Ray Optics and Heat Transfer Analysis of a Curved Fresnel Lens Heater for a Desalination System
Seawater can be converted into fresh water using solar energy. This is as an easy, suitable and green solution method to obtain heat for desalination. It is possible to concentrate the sunlight heat flux onto a small focal area by using a Fresnel lens. When the focal area is correctly located to an evaporation chamber, the obtained heat from the sun can significantly increase the temperature, and therefore evaporate the water, separating the salt. This water steam can be condensed to produce fresh water for human consumption.This project is about developing an efficient and portable solar technology desalination to obtain drinking water. The heater system has an internal core to act as the energy supplier for the chamber. The design and size of the core is determined by the amount of heat that it can transport and distribute to the chamber, where a uniform distribution of the heat is an important aspect. A 70 cm diameter curved PMMA Fresnel lens is used to heat the core of the water heater. The receiver focal plane that concentrates the heat from incoming sunlight has a diameter of 10 cm. The entire system was set to work at ambient temperature. From the Material Library copper was selected for the receiver, core and chamber and PMMA for the lens. The rod has of 52 cm height.
In order to analyze and test this project, a simulation using COMSOL Multiphysics® was used.

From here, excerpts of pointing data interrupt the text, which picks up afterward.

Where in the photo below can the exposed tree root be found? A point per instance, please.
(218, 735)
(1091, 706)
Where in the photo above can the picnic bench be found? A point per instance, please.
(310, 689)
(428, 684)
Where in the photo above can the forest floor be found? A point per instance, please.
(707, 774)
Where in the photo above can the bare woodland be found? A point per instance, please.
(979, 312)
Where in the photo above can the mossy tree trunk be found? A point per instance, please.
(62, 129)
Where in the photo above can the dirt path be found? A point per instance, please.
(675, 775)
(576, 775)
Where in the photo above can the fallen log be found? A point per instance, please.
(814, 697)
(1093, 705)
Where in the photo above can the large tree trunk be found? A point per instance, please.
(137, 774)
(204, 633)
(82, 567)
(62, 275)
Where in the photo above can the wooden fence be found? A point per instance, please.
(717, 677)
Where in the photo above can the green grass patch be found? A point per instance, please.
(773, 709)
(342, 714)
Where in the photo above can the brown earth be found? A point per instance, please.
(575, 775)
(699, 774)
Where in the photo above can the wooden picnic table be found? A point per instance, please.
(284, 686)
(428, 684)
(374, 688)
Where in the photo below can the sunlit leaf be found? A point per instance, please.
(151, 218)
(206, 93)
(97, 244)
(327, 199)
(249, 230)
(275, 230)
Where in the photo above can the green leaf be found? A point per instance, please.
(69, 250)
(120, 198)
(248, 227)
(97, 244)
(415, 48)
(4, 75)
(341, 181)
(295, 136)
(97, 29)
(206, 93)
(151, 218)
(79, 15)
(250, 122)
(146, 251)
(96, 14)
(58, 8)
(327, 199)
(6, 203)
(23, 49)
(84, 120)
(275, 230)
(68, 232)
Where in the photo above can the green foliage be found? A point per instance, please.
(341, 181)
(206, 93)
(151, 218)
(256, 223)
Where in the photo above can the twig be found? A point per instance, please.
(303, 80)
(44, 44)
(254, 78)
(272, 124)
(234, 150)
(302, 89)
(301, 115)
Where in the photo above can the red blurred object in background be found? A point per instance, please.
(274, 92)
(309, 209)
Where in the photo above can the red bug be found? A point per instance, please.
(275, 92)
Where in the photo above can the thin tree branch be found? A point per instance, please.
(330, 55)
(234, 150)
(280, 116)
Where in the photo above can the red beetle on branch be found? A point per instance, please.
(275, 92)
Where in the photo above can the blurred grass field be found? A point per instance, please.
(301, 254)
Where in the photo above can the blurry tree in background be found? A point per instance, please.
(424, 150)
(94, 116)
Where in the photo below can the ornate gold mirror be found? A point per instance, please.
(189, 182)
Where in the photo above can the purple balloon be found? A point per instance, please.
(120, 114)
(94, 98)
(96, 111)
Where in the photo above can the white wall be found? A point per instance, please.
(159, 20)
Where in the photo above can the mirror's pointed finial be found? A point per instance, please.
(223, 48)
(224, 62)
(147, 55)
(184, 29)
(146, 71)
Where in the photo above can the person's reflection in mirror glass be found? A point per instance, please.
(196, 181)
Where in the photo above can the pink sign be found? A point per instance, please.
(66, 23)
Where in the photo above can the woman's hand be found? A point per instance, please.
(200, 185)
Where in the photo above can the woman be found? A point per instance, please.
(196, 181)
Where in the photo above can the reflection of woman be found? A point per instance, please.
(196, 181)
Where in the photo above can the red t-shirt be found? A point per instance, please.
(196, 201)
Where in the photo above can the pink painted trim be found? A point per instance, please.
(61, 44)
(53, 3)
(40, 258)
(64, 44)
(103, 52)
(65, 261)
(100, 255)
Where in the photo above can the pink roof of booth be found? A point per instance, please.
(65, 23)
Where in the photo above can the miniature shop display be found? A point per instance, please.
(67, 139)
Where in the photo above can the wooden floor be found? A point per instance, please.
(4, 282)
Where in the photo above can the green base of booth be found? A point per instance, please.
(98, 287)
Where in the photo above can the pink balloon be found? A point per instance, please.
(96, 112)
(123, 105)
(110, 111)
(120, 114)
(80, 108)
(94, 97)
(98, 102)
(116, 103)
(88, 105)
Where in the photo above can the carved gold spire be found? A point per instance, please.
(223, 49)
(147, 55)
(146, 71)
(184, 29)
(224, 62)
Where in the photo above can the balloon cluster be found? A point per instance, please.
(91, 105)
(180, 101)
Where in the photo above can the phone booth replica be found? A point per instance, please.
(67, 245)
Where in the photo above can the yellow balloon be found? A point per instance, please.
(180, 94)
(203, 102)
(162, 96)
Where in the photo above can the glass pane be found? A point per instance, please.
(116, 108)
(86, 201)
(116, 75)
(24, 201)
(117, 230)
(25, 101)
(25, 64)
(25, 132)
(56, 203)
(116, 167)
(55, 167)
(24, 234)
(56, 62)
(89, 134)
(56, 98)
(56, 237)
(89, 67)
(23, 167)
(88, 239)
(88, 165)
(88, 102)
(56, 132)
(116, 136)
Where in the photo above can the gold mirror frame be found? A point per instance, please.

Parts were drawn into COMSOL®, and the Fresnel lens was imported as STL file. Extremely Fine Free Tetrahedral mesh size was used for the receiver's surface and for the lens. Applying the Heat Transfer in Solids interface, from the Fluid Flow and Heat Transfer Modules, it was possible to simulate heat propagation and distribution in the system. Different Heat Fluxes were defined for each part. A Gaussian Pulse function was used to simulate the sunrays energy on the receiver. With Ray Optics Module, using the Geometrical Optics interface, it was possible to control ray trajectories. Features as Illuminated Surface, Wall and Ray Termination were also set up. The studies used were Time Dependent (4 hs) and Ray Tracing.
The current results are that the maximum and minimum temperatures obtained are 1092 K and 612 K, respectively. The Gaussian Function value was of 1.8E-5.
This project will continue to model applying Ray Heating with Bidirectionallly Coupled Ray Tracing, a STOP Analysis, plotting Spot Diagrams which shows the intersection points of rays with the surface and Electromagnetic Waves Beam Envelopes interface. Additionally, the same analysis will be performed for the Flat Fresnel lens.